Chapter 5: The Bridge
Part of a series on #5 — C5: Bridge Runtime. Previous: Two Providers, One SPI.
I started C5 thinking it was a WebSocket relay. StateChangeEvent goes up, DeviceCommand comes down — a weekend’s work. It turned into something better.
The question that changed the direction: what does the cloud-side receiver look like? The issue spec assumed a WebSocket endpoint on “cloud CaseHub.” But no such endpoint exists. So I went back to first principles — read through AWS Greengrass, Azure IoT Edge, EdgeX Foundry, Eclipse Ditto’s digital twin pattern, MQTT vs WebSocket vs NATS trade-offs. What the industry calls an “IoT edge gateway” is really a pipeline: collect, process, act, export. Not a relay.
But the biggest insight came from staring at casehub-life’s Layer 9 spec. HomeAutomationEventObserver @ObservesAsync StateChangeEvent — that only works when provider and consumer share a JVM. The bridge’s job is to make CDI events flow across a network boundary. And the DeviceProvider SPI already abstracts the source.
So: BridgeDeviceProvider implements DeviceProvider. The cloud-side module is a library. casehub-life adds it as a dependency. Remote devices look local. HomeAutomationEventObserver fires the same whether the event came from a local HA instance or a bridge agent across the internet. The hexagonal architecture we built in C1 pays off in C5 — the SPI was designed for exactly this.
Three design problems made this harder than the architecture:
Polymorphic serialization. DeviceEntity is an abstract class with 16 concrete subtypes. deviceClass can’t discriminate — both ThermostatDevice and HomeAssistantThermostat have deviceClass = THERMOSTAT. I spent time on a DeserializationProblemHandler approach before discovering that handleUnknownTypeId() has no access to sibling JSON fields. Verified against the Jackson 2.21.1 source — the method signature takes only the type ID string. The fix: compound type IDs. "THERMOSTAT:HomeAssistantThermostat" embeds the fallback in the ID itself. The DeviceTypeIdResolver splits on :, tries the full match, falls back to the DeviceClass prefix. Unknown supplements degrade gracefully to their common parent.
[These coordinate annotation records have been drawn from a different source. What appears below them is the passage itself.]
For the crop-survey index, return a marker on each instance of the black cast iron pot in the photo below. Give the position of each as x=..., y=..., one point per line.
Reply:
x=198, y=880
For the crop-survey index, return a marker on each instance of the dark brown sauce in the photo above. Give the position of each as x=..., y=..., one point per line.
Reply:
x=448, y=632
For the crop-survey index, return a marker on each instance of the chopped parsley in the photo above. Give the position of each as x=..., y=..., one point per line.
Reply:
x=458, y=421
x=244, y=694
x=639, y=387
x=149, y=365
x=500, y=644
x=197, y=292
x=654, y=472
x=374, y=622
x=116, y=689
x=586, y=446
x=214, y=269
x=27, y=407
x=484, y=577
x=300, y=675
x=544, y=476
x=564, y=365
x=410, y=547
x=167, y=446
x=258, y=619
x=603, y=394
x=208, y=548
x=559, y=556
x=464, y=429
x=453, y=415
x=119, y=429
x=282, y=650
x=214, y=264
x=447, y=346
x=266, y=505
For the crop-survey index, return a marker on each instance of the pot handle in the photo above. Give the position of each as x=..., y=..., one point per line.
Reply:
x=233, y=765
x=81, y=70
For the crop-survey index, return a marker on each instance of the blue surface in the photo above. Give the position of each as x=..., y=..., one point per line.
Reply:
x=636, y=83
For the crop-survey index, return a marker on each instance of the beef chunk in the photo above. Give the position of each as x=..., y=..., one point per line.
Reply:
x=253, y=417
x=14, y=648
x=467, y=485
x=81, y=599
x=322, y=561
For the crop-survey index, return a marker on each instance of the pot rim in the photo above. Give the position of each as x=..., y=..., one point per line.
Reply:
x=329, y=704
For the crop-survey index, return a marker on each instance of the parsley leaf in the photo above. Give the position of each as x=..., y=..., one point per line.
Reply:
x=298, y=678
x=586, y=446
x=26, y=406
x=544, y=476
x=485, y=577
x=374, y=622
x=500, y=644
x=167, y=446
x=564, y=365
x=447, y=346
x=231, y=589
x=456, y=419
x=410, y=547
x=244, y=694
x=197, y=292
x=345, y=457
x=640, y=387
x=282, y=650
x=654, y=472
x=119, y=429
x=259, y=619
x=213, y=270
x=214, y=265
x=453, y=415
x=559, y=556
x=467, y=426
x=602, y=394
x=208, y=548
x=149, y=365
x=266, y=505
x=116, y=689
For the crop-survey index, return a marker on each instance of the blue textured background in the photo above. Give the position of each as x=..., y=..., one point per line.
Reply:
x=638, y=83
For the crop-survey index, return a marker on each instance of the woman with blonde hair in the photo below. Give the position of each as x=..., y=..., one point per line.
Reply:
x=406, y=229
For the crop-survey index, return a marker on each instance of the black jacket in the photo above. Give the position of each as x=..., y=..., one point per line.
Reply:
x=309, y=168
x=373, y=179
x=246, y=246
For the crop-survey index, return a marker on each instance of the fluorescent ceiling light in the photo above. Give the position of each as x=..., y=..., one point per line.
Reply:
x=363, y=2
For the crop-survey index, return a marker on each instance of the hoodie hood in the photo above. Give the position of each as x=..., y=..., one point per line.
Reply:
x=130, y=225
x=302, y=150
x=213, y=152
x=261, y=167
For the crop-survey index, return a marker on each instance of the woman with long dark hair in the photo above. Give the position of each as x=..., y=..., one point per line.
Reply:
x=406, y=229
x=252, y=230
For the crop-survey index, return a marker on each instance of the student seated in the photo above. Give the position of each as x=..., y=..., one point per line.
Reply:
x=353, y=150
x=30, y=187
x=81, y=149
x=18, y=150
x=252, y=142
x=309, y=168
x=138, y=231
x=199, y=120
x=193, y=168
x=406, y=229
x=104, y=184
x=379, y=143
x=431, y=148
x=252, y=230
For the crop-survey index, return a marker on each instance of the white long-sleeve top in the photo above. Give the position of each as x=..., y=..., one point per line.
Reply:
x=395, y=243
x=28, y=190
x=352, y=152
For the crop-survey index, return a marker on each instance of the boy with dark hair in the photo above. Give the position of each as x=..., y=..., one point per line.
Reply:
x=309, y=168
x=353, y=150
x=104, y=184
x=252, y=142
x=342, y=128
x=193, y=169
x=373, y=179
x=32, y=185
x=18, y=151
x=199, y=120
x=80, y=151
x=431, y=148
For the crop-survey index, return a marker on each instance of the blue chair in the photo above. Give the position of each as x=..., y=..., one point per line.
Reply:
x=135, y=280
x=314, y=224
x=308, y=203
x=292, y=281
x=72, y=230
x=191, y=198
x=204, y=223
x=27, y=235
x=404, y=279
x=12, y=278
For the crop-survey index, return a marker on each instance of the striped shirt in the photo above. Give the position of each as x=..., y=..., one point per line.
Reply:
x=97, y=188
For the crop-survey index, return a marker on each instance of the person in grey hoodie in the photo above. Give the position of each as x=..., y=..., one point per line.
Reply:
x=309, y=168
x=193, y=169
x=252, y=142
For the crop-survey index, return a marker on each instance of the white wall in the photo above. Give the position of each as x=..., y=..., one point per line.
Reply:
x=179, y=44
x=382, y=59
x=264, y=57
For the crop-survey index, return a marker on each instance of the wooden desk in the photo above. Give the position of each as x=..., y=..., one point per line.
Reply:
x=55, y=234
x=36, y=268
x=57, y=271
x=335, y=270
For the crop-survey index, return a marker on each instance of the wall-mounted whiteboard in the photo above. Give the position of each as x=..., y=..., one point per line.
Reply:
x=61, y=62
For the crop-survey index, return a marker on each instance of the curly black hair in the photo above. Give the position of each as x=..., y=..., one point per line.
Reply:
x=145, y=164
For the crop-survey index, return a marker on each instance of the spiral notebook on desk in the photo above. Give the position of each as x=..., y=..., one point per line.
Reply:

A second Jackson surprise: context.registerSubtypes() feeds TypeNameIdResolver, not a custom resolver. Vendor modules calling registerSubtypes() silently fail to register — no error, no warning, complete loss of type fidelity. The fix: vendor modules call DeviceTypeIdResolver.registerType() directly.
Device ID collision. CdiDeviceRegistry keys by deviceId() alone. Two HA installations both have light.kitchen. Multi-site deployments — a property company managing 50 rentals — would silently overwrite devices. Server-side namespacing via Jackson tree copy: valueToTree() → modify deviceId → treeToValue(). The Jackson infrastructure we added for serialization doubles as a polymorphic copy mechanism, sidestepping the toBuilder() type-slicing problem on the four supplementable device types.
Event replay semantics. The original design had an in-memory buffer for disconnection. Claude caught the flaw during review: replaying a presence event from 30 seconds ago triggers a security case for a past arrival, while the current state shows no presence. Ghost automations. The fix is simpler than the buffer: on reconnect, send a state snapshot from discover(). Cloud gets current truth. No buffer, no replay, no ghosts.
The bridge ships as two modules: casehub-iot-bridge (standalone Quarkus app, the local agent) and casehub-iot-bridge-server (library, the cloud-side BridgeDeviceProvider). Between them sits a sealed BridgeMessage interface — six record variants, exhaustive switch, no default branches. A BridgeEventFilter SPI lets consumers plug in CDI-discovered filter functions before cloud relay: throttling, privacy, bandwidth management.
Hybrid deployment — local Drools for latency-sensitive reactions, cloud for orchestration — isn’t a bridge feature. It’s a deployment topology. Add your application-tier JAR to the bridge’s classpath; your @ObservesAsync beans fire locally alongside the relay. The bridge stays domain-logic-free.
C1 through C5 are done. The casehub-iot journey is complete — typed device hierarchy, two platform providers, test harness, and a bridge that makes the whole thing work over a network without anyone noticing.